Uno de los testigos en la causa de la familia Carabajal, y denunciado por ellos, fué llevado á la Inquisición y procesado.

Confesó sus propias culpas; pero cuando fué requerido como testigo, se negó enérgicamente á declarar. Víctima de su lealtad, no quiso descubrir nada que pudiera perjudicar á los mismos que le habían traído á aquella situación, y esto provenía sin duda del misterio con que se guardaba el nombre de los testigos. Quizá si Manuel Díaz, que así se llamaba este infeliz, hubiera sabido que los Carabajales habían tenido la debilidad de denunciarle, no habría sufrido tan terribles tormentos en la Inquisición.

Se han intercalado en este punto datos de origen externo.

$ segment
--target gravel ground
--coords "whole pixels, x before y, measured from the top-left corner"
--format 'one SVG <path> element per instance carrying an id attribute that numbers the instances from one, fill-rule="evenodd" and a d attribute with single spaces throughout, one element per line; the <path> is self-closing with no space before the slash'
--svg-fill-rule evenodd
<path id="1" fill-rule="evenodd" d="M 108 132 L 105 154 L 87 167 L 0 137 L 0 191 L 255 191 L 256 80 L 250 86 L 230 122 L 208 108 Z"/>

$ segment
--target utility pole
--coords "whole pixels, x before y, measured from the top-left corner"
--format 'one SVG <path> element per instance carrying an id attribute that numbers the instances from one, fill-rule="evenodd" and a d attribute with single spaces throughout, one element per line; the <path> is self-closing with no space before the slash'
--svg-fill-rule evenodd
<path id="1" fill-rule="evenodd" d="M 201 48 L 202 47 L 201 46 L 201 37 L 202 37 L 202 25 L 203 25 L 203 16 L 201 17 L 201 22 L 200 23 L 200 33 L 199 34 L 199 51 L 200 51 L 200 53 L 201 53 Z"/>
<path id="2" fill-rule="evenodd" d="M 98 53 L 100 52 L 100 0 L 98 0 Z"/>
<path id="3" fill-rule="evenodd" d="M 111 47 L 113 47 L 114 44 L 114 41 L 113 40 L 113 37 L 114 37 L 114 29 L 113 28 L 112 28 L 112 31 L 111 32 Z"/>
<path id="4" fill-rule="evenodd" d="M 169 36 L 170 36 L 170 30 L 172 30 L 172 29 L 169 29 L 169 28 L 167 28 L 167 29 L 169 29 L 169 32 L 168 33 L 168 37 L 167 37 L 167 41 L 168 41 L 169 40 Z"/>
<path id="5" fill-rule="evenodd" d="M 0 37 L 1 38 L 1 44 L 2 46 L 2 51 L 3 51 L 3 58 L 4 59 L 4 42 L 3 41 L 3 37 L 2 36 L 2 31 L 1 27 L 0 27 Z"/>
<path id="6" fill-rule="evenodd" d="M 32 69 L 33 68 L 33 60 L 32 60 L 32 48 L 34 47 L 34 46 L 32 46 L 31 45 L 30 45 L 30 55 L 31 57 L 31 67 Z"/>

En efecto, increíble parece la energía de este hombre en el sufrimiento; y su constancia venció la crueldad de los Inquisidores. Por esta circunstancia notable se hace preciso copiar la diligencia de tormento, que puede dar una idea completa de la heróica resolución de aquel hombre y de la saña de sus jueces.

Cámara del tormento.

«Y con tanto fué mandado llevar á la cámara del tormento, donde fueron los dichos Sres. Inquisidores y ordinario como á las ocho horas y tres cuartos de la mañana.

Monición.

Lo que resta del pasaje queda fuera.